Future Queen of Westeros

Future Queen of Westeros

This line (surprisingly) went pretty fast, but that’s because there was an actual bouncer whose sole job was to kick people off the Throne so everyone else could have their turn.

We also walked around the Tel Aviv Port a little, but it was getting dark and cold (and we got caught in some spray) so we didn’t stay too long.

Nooshkin and I are hanging out today and we will probably wreck havoc around the neighborhood after wrecking havoc around the apartment.

Miracle Bar – courtesy of Amy Selling from Lulu and Lattes

INGREDIENTS
2 cups ground almonds
1 cup brown sugar
2 eggs
1 cup chocolate chips

DIRECTIONS
Preheat oven to 375; Grease a 9×13 pan. Mix ingredients together and spread in pan with spatula. Batter will be thick but do not add water. Just mix it well. Bake for 23 minutes. — OR — Shape into cookies and bake 12–15 minutes. Do not undercook.

How I Spend Every Spring Break

Well, it’s that time of year again…

*sigh*

*sigh*

Exactly one month after Purim, hamentaschen, and baked goods, the house needs to be scrubbed spotless for Passover. Because Judaism is full of hilarity.

In keeping with the theme of Jewish holidays, Passover celebrates the liberation of the Biblical Hebrews from generations of slavery in Ancient Egypt. The Hebrews were in Egypt primarily because of a pretty serious drought during the time of Joseph, and he was the Royal Vizier to the Pharaoh at the time (which meant he had connections) so he convinced his entire family to move to save themselves.
And things were pretty good, until along came another Pharaoh who “didn’t remember Joseph” (Biblical quote, too). He also seemed pretty unsettled by the sheer number of Hebrews that were currently taking up residence in his hometown, and decided to make them work for a living. And then work for no living.

Fast forward a couple of generations, and we meet Moses. Moses is alive because his mother put him in a basket down by the (Nile) river, and Pharaoh’s daughter happened to be playing in the reeds; she finds him and decides to adopt him, knowing exactly what he is. For the next few decades Moses is raised by the very people who make his peoples’ lives miserable, and he kind of loses it.

Moses runs away and finds himself; he also finds god in a burning bush that was not consumed. He comes back to Egypt a miracle worker and broken record. Essentially, this happens:

Moses: “Let my people go”
Pharaoh: “Nope”
God smites Egypt with a plague
Pharaoh: “Okay!”
God takes the plague away
Pharaoh: “Just kidding!”

Repeat 8x

On the tenth time:

God smites Egypt with the worst plague ever – Death of the Firstborn
Pharaoh: “GTFO and don’t come back!”
Moses and Hebrews: “We’re going, we’re going!”
God: Wow, I smoted them good.

About three days later Pharaoh comes to his senses (what?!) and gives chase to the Hebrews. Moses, having now gotten over his fear of public speaking, intervenes and asks for god’s help. The Red Sea splits and the Hebrews are saved; the Egyptians can’t do the backstroke very well and drown.

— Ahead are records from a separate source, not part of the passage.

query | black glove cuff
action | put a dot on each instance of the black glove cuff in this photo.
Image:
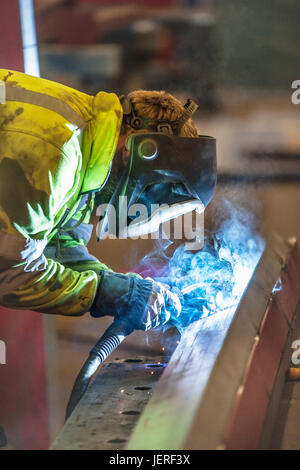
(119, 293)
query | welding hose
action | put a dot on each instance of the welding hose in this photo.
(109, 341)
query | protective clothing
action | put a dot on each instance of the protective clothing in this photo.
(166, 176)
(124, 296)
(56, 149)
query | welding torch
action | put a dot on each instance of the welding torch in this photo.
(109, 341)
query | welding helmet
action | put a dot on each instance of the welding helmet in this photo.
(165, 177)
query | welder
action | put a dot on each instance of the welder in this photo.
(59, 148)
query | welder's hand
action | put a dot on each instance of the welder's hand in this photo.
(141, 304)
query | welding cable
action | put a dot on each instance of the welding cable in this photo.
(109, 341)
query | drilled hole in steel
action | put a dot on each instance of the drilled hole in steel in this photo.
(133, 360)
(116, 441)
(155, 365)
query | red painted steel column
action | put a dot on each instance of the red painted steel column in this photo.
(23, 387)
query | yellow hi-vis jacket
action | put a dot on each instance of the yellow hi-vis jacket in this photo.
(56, 148)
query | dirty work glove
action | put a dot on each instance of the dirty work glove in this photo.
(142, 303)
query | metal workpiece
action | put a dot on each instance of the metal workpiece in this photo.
(108, 412)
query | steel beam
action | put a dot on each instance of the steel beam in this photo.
(216, 389)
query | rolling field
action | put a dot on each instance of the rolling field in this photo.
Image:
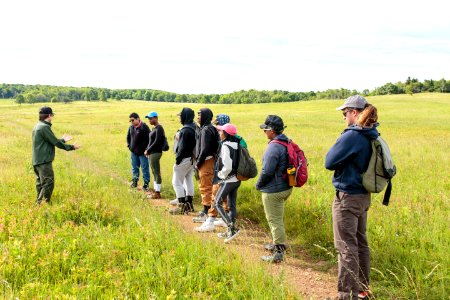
(99, 240)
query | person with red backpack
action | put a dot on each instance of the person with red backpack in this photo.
(273, 186)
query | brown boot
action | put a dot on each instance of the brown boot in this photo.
(154, 195)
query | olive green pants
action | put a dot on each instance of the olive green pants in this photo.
(274, 208)
(45, 181)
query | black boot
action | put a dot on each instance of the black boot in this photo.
(179, 209)
(277, 255)
(134, 183)
(189, 207)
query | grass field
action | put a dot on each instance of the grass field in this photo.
(100, 240)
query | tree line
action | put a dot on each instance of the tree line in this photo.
(46, 93)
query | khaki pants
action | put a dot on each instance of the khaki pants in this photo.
(206, 174)
(212, 212)
(274, 208)
(350, 240)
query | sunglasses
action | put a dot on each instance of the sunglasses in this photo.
(345, 112)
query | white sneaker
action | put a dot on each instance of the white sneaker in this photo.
(174, 202)
(200, 218)
(205, 227)
(231, 235)
(220, 223)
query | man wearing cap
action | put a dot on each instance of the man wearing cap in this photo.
(137, 140)
(157, 138)
(43, 153)
(275, 190)
(207, 146)
(349, 158)
(183, 169)
(229, 183)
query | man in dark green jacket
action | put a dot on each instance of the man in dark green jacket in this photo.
(44, 142)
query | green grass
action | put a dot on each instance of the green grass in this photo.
(114, 241)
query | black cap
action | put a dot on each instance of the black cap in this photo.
(45, 110)
(274, 123)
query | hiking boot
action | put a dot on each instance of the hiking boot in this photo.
(220, 223)
(269, 247)
(200, 218)
(174, 202)
(207, 226)
(155, 195)
(277, 255)
(222, 235)
(181, 209)
(364, 295)
(232, 233)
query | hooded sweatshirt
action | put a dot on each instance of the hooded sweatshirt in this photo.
(186, 143)
(137, 138)
(349, 158)
(208, 139)
(274, 164)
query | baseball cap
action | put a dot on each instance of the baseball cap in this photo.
(222, 119)
(228, 128)
(274, 123)
(45, 110)
(152, 114)
(355, 101)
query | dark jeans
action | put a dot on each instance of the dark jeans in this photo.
(140, 161)
(45, 181)
(156, 167)
(350, 240)
(227, 189)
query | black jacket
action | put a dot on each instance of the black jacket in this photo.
(208, 139)
(187, 142)
(137, 138)
(156, 140)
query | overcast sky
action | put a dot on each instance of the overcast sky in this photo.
(190, 46)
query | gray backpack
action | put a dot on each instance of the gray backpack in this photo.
(380, 171)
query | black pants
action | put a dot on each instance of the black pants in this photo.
(227, 189)
(45, 182)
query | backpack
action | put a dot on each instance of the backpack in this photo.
(380, 171)
(244, 166)
(298, 161)
(196, 133)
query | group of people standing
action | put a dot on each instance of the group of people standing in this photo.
(211, 152)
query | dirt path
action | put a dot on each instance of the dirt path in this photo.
(303, 276)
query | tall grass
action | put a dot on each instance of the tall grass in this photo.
(97, 239)
(409, 239)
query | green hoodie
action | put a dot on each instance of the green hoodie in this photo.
(44, 142)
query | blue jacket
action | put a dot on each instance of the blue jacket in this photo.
(349, 157)
(275, 163)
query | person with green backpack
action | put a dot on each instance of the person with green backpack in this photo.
(349, 158)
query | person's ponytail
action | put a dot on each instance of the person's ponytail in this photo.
(368, 117)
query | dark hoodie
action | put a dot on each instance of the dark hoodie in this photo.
(349, 157)
(275, 163)
(186, 143)
(208, 139)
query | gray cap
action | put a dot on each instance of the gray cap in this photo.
(355, 101)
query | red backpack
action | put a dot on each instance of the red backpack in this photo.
(298, 165)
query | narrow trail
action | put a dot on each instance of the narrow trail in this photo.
(302, 275)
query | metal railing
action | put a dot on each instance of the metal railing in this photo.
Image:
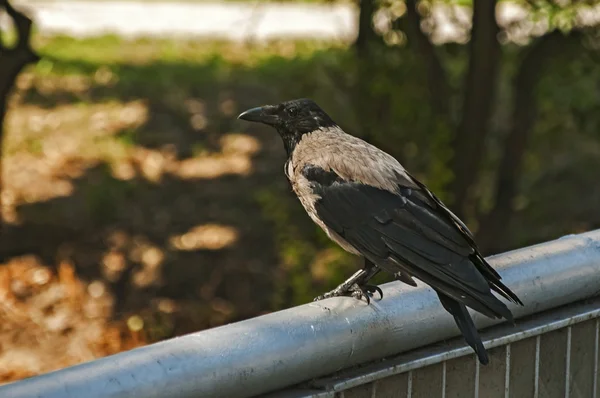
(553, 350)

I don’t remember what specific event this date commemorates (thanks, Bestamama and Pa, for that super expensive Jewish education!). But I think it’s the date the Hebrews left Egypt.

In their haste to leave Egypt, the Hebrews didn’t have enough time to let their bread rise (which I find hard to believe. They weren’t working at all, and there were 10 plagues of increasing creepiness that they were immune to. Really, they had no idea what was coming?). So that’s why we eat matza.
Generations of rabbis added stringency upon stringency, to the point where Jews today cannot have anything from any kind of grain product – no bread, crackers, cheerios, pasta, cookies, whiskey, bourbon; anything fun, really.
But – not only can we not eat any of these items, we can’t own any of them either.

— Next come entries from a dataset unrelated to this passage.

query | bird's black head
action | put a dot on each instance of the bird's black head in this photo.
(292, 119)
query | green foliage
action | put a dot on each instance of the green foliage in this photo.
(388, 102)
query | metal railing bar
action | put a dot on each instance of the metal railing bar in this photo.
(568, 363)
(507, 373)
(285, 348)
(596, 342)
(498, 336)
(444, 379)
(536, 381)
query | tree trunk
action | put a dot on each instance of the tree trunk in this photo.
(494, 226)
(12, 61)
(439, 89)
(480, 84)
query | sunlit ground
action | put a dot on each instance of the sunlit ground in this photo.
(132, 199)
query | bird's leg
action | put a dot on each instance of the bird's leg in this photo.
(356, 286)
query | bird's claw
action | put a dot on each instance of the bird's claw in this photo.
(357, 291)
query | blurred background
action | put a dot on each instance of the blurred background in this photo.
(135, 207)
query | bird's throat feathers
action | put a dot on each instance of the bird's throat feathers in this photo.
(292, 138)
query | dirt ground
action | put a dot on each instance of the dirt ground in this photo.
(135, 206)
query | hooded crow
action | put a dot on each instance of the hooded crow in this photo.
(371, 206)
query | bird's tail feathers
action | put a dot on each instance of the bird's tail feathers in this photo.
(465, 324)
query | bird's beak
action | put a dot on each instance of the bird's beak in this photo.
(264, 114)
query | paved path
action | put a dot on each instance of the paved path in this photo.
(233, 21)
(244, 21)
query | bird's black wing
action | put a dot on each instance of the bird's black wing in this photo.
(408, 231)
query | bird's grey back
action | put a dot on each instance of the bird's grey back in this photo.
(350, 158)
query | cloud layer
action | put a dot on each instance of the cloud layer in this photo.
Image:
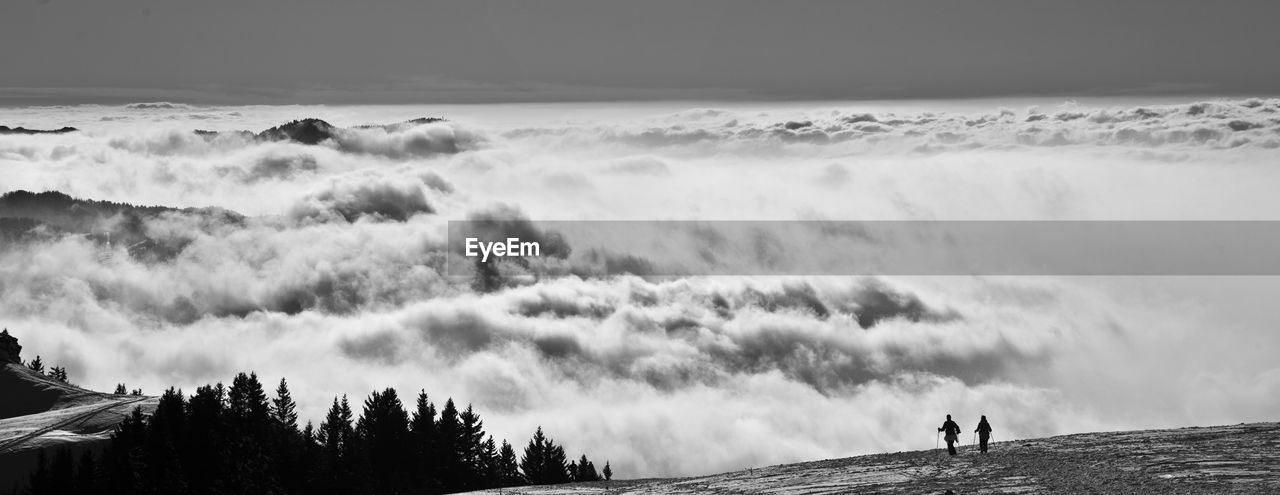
(325, 265)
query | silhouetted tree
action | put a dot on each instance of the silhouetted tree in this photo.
(426, 457)
(337, 438)
(283, 408)
(452, 448)
(544, 462)
(248, 422)
(234, 440)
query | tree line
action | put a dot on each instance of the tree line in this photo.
(237, 440)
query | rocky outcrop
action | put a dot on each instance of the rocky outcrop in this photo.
(10, 352)
(5, 129)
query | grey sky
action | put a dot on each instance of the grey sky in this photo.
(430, 51)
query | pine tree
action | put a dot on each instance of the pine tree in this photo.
(451, 447)
(554, 464)
(384, 429)
(286, 450)
(489, 464)
(248, 424)
(36, 365)
(423, 427)
(337, 450)
(585, 470)
(535, 457)
(206, 448)
(472, 449)
(508, 466)
(283, 408)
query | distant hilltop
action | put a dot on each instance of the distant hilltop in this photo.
(316, 131)
(302, 131)
(5, 129)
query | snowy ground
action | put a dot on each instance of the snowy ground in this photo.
(1221, 459)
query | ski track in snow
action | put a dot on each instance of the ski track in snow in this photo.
(1221, 459)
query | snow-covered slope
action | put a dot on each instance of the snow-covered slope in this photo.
(1221, 459)
(39, 412)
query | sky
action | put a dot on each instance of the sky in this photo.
(396, 51)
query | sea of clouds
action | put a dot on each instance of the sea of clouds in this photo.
(332, 276)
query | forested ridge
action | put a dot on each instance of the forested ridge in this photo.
(237, 440)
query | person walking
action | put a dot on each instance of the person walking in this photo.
(952, 434)
(983, 434)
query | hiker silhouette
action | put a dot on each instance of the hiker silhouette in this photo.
(952, 434)
(983, 434)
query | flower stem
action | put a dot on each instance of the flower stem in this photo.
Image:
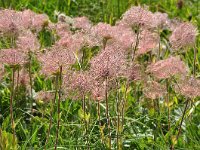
(107, 115)
(194, 63)
(51, 113)
(180, 125)
(58, 115)
(168, 107)
(11, 103)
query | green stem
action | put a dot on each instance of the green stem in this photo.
(59, 100)
(11, 104)
(51, 113)
(180, 125)
(168, 107)
(107, 114)
(118, 117)
(136, 44)
(194, 63)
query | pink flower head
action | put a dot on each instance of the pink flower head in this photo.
(44, 96)
(124, 36)
(110, 62)
(161, 20)
(184, 35)
(12, 57)
(154, 90)
(72, 42)
(147, 41)
(52, 60)
(23, 19)
(166, 68)
(134, 72)
(103, 30)
(98, 91)
(138, 16)
(188, 87)
(7, 24)
(27, 41)
(39, 21)
(61, 28)
(82, 23)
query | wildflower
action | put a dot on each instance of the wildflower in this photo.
(166, 68)
(124, 36)
(188, 87)
(161, 20)
(7, 25)
(82, 23)
(56, 57)
(44, 96)
(27, 41)
(134, 72)
(72, 42)
(39, 21)
(103, 30)
(61, 28)
(154, 90)
(98, 90)
(138, 16)
(23, 19)
(147, 41)
(12, 57)
(1, 71)
(110, 62)
(183, 36)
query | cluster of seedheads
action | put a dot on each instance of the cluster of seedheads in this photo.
(133, 50)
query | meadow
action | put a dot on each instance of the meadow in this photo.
(99, 74)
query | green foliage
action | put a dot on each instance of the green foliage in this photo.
(142, 120)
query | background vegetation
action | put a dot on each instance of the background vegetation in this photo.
(140, 116)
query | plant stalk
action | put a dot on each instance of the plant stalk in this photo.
(107, 114)
(52, 109)
(59, 100)
(11, 103)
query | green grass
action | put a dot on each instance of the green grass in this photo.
(140, 116)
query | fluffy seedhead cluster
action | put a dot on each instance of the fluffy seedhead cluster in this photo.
(184, 35)
(188, 87)
(124, 53)
(137, 33)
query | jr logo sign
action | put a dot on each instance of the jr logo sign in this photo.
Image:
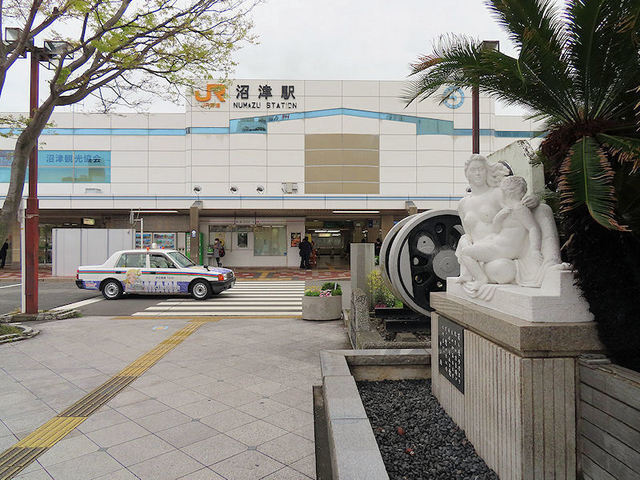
(217, 89)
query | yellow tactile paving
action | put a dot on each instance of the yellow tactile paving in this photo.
(17, 457)
(51, 432)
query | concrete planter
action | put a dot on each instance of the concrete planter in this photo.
(321, 308)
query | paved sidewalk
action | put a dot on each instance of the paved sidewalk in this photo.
(249, 273)
(232, 401)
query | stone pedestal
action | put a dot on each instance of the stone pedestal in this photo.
(510, 384)
(362, 262)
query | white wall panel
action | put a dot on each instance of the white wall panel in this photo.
(285, 174)
(401, 189)
(167, 159)
(210, 157)
(324, 124)
(285, 157)
(286, 142)
(360, 88)
(129, 175)
(397, 142)
(166, 175)
(397, 158)
(55, 142)
(91, 120)
(62, 119)
(169, 189)
(285, 126)
(240, 174)
(125, 159)
(167, 142)
(209, 142)
(129, 120)
(130, 142)
(434, 142)
(371, 104)
(245, 141)
(208, 119)
(358, 125)
(395, 128)
(248, 157)
(323, 88)
(435, 189)
(397, 174)
(92, 142)
(209, 174)
(435, 174)
(322, 103)
(167, 120)
(435, 158)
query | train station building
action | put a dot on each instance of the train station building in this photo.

Hence, the cleaning. I’m completely sure that this is how the concept of Spring Cleaning originated.

Passover starts on Friday night, so this week is being devoted to cleaning, shopping, and cooking. Nooshkin is naturally very excited for all the things, especially the cleaning and shopping.

Putting nooshkin to work.

Putting nooshkin to work.

Stinky Face is coming for the entire holiday and will be sleeping on the couch, which everyone is super excited about (no, really). We have lots of fun stuff planned, most of which does not involve cleaning out the fridge and oven.